It is a pretty typical practice to develop a strategy position on crop insurance. Some people fully insure all crops every year. Some people always partially insure, perhaps choosing only some paddocks or some crop types or under insuring their maximum yield or price. Some never insure, in effect self-insuring, the money saved in premiums hopefully offsetting potential crop losses in the long term. Those for whom cropping is only a small part of their mixed farming business may have the option of grazing hail damaged crops and therefore offset losses to hail.
All strategies have pros and cons and all can be justified due to different businesses situations and the risk tolerance of the operators. Setting a strategy makes decisions easy, however set and forget strategies don’t work when situations change.
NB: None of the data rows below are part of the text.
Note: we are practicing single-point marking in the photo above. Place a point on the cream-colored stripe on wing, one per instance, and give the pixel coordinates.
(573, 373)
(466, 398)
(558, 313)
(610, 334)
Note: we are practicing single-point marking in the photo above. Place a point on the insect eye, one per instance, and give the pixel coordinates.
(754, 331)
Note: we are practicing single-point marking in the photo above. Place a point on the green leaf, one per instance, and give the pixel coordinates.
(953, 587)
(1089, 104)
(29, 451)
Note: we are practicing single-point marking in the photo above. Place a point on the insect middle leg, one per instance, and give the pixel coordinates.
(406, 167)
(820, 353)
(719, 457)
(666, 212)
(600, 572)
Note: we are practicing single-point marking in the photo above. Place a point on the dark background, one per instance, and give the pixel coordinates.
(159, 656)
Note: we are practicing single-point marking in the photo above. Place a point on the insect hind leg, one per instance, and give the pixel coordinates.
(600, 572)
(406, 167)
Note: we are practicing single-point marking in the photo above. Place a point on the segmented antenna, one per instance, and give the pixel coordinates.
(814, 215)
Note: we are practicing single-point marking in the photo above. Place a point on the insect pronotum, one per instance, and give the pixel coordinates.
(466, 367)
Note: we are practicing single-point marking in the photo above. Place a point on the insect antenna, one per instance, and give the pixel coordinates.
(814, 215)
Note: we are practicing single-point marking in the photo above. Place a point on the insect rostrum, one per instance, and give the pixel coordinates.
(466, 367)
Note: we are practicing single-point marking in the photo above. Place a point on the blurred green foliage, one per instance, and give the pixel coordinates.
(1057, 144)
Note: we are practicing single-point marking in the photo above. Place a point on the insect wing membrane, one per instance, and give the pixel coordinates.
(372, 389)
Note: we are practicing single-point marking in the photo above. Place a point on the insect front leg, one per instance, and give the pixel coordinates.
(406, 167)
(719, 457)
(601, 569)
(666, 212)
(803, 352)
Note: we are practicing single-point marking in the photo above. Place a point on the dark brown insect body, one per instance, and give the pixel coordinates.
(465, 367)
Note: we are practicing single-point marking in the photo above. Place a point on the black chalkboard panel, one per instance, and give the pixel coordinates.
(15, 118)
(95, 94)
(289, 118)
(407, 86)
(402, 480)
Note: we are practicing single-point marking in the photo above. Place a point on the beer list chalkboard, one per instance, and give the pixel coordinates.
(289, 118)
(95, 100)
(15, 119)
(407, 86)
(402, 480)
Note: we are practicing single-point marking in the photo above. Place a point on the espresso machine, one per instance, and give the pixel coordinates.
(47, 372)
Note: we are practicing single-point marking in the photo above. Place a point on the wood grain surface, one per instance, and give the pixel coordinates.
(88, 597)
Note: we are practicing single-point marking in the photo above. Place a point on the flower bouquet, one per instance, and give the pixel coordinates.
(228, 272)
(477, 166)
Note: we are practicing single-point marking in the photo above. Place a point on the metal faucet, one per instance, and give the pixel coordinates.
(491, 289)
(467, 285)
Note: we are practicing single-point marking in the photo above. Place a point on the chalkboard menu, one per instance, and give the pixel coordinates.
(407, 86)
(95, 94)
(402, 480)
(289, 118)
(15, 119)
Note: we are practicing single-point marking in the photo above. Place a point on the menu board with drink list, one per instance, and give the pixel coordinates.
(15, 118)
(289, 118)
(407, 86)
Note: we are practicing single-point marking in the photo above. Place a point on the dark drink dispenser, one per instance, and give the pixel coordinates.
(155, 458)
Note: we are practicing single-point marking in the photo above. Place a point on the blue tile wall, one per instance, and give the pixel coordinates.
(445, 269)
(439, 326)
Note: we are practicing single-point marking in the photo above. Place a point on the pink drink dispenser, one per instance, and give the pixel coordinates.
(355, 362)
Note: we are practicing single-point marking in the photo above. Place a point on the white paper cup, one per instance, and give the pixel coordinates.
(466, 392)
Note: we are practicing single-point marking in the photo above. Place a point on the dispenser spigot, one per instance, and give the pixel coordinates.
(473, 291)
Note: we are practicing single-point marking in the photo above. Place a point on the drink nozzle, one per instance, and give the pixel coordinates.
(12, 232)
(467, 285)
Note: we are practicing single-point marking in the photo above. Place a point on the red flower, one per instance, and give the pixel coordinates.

This year, it might be time for a rethink. Risk is a combination of likelihood and consequence. Likelihood of a hail event or fire might not be any different this year than any other year, however higher yields and the possibility of a wet harvest may extend harvest time and make your crop more vulnerable.
The possible consequences of total or significant crop loss to hail or fire may have changed this year. Lower stocking numbers and higher in paddock feed may limit your ability to make the most of damaged crops. Is your business more vulnerable this year due to a number of difficult seasons, a recent expansion or higher debt levels? Is an ownership transition on the cards that could be put in jeopardy by a significant crop loss.
This is by no means an advertisement for crop insurance but an encouragement to rethink your strategy and see if it fits this year. Shop around for insurance, prices vary significantly and loyalty and claims history make less difference than you would like to think.